L’enquête a été refermée en 1992, faute de nouveaux éléments. Mais la spécialiste des tueurs en série, Corinne Herrmann, s’est battue pour la réouverture du dossier, qu’elle a obtenue en 2018. De nouveaux actes ont alors été réalisés, comme l’exhumation du corps d’Isabelle. Cette analyse a conduit les enquêteurs sur la piste de «Jack l’éventreur», son autre surnom. Les mutilations sexuelles sont apparues similaires à celles découvertes sur les corps de ses deux victimes connues : Mokhtaria Chaib et Marie-Hélène Gonzalez.
Mode opératoire identique
Face aux juges d'instruction et aux enquêteurs, celui qui feignait lors de son procès «ne pas se souvenir», a dû se replonger dans la journée du samedi 28 juin 1986 à Fouilloy. C'est en toute fin de garde à vue qu'il a reconnu «de nombreux détails». A l'époque, la justice avait conclu à un non-lieu. Le calvaire de la jeune femme avait commencé alors qu'elle se rendait à un rassemblement de la jeunesse catholique organisé dans le Nord-Pas-de-Calais. Elle n'arrivera jamais à destination, ayant fait sur son chemin la rencontre de l'homme, originaire de la région. Aux gendarmes, ce dernier avoue l'avoir enlevée alors qu'elle faisait de l'auto-stop. Frappée, violée puis étranglée, la victime sera retrouvée affreusement mutilée, abandonnée dans une forêt. Ces atrocités, en guise de signature, vont mettre les enquêteurs sur la piste du cariste magasinier… bien des années plus tard.

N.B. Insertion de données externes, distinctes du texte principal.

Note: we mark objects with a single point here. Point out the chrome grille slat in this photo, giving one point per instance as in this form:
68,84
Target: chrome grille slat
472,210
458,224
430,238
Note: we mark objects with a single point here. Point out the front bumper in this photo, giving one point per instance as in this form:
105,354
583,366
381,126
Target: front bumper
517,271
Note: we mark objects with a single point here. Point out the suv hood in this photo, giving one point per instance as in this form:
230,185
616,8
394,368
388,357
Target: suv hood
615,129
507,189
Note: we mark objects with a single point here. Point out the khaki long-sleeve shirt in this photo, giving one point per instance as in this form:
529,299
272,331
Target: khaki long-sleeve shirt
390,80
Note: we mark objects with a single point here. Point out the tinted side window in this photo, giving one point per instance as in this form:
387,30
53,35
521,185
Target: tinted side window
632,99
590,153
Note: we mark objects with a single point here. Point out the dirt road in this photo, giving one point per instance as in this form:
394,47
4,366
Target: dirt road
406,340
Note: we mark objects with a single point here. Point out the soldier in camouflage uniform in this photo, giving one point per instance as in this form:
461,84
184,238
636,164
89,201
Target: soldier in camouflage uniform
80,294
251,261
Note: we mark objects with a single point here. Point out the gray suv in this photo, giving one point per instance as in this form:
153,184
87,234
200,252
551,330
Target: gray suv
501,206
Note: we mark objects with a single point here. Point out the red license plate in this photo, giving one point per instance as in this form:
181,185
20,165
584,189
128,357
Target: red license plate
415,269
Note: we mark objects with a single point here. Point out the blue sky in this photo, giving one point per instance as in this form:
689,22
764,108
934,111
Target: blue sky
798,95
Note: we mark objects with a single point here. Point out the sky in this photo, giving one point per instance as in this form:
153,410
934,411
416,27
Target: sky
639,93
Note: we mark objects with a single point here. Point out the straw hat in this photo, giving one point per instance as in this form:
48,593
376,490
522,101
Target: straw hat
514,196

Onze ans après ce qu'il confesse être «son premier passage à l'acte», une autre jeune femme, Mokhtaria Chaib, 19 ans, sera retrouvée morte à l'autre bout de la France, près de la gare de Perpignan. Le 16 juin 1998, toujours aux abords de la gare, une nouvelle disparition va inquiéter les habitants. Au total, ce sont 4 jeunes femmes au physique similaire qui disparaissent, vraisemblablement abordées par le même automobiliste. Le mode opératoire est identique : les organes génitaux des deux femmes sont mutilés. Le spectre d'Isabelle Mesnage resurgit. C'est finalement le 4 juin 2015, grâce aux progrès de la science, que Jacques Rançon est confondu par son ADN, un marquage génétique qui fait défaut sur les lieux de son premier crime. La ténacité des magistrats et des enquêteurs aura permis de rendre justice à sa première victime présumée.